A case study in 'blowing it up' for a rebuild

This is a Cleveland (insert new nickname) baseball blog.  But sometimes we have to talk about other things to get back to baseball.

In this case, I want to talk about doing an extreme makeover on the Cavaliers.  Also, this could serve as a blueprint for what we might want to do with the Indians in 2020 if that season is not going well.

Now, I am not the biggest Cavs fan in the world, to be sure.   But they are my hometown team and I do follow them pretty closely.  Anyone who has seen them play this year has one hope:  they are just coasting through the season and will turn it on when it counts.  Well, what if the likelihood of this happening is very small?  Then you have to consider tearing it down and starting again.

 Right now the Cavs have one mega trading chip and some questionable other ones. It's not a great situation for a quick re-tool or even a less than quick rebuild.
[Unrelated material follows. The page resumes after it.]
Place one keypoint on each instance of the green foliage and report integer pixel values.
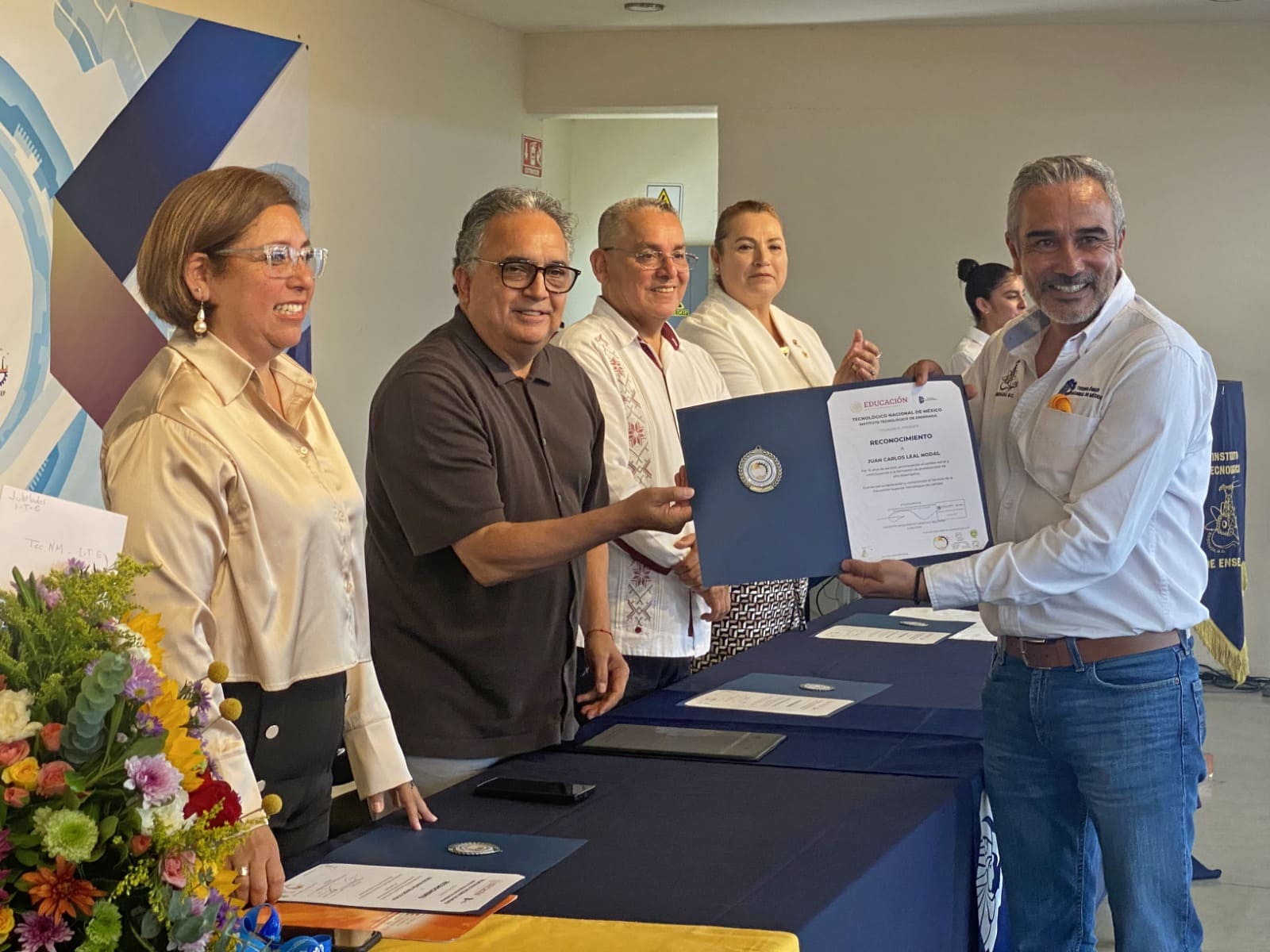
(87, 730)
(44, 647)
The point here is that the Cavs have built this roster to win now.  They signed guys to extensions to keep the nucleus together.  Those extensions, in and of themselves, were made based on the perceived value of those players to the Cavaliers winning the NBA championship (e.g., Thompson, JR Smith, Kyle Korver).   However, those contracts make it harder to do a complete tear down as these players were overvalued by their home team compared to what their production would indicate.  Plus I don't know if the veterans they have on veteran minimum contracts are tradeable and, if they are, how much would they bring back.  So the Cavs really SHOULD tear it down at this point as it appears more and more each day that LeBron is gone after this year.   However, the Cavs really can't, unless their GM is a genius and the players on their roster have much more value to other teams than I think they do.  So they may have to go for it again this year and that likely will send them deeper into the hole by trading picks and young assets to get veterans they need, which, in turn, will make a rebuild even harder.  It becomes a never-ending cycle when LeBron leaving looks more and more like a certainty every moment.  So you might have to sell REALLY low and look for a horrible and long rebuild.   Frightening for any long-time Cleveland sports fan, I am sure as you might have TWO major franchises in your city that no one cares about.

By 2019 or 2020 the Indians might be in the same position, depending on the luck that they have.  The good news is that I don't see a single bloated contract on the Indians.  At this point, except for Kipnis, all their marquee players are VERY tradeable.  Plus, we are not going out and signing compensation free agents and losing draft picks.   All that is good for the Indians.   But we need not to follow the Cavs example.  If we do, by next year, we might be needing a rebuild or a re-tool and we night not be able to make that happen.

Let's hope the Indians long term plan continues to allow flexibility for a complete rebuild, if necessary.  I don't ever want to be in the position the Cavs find themselves right now...let alone in the position the Browns find themselves.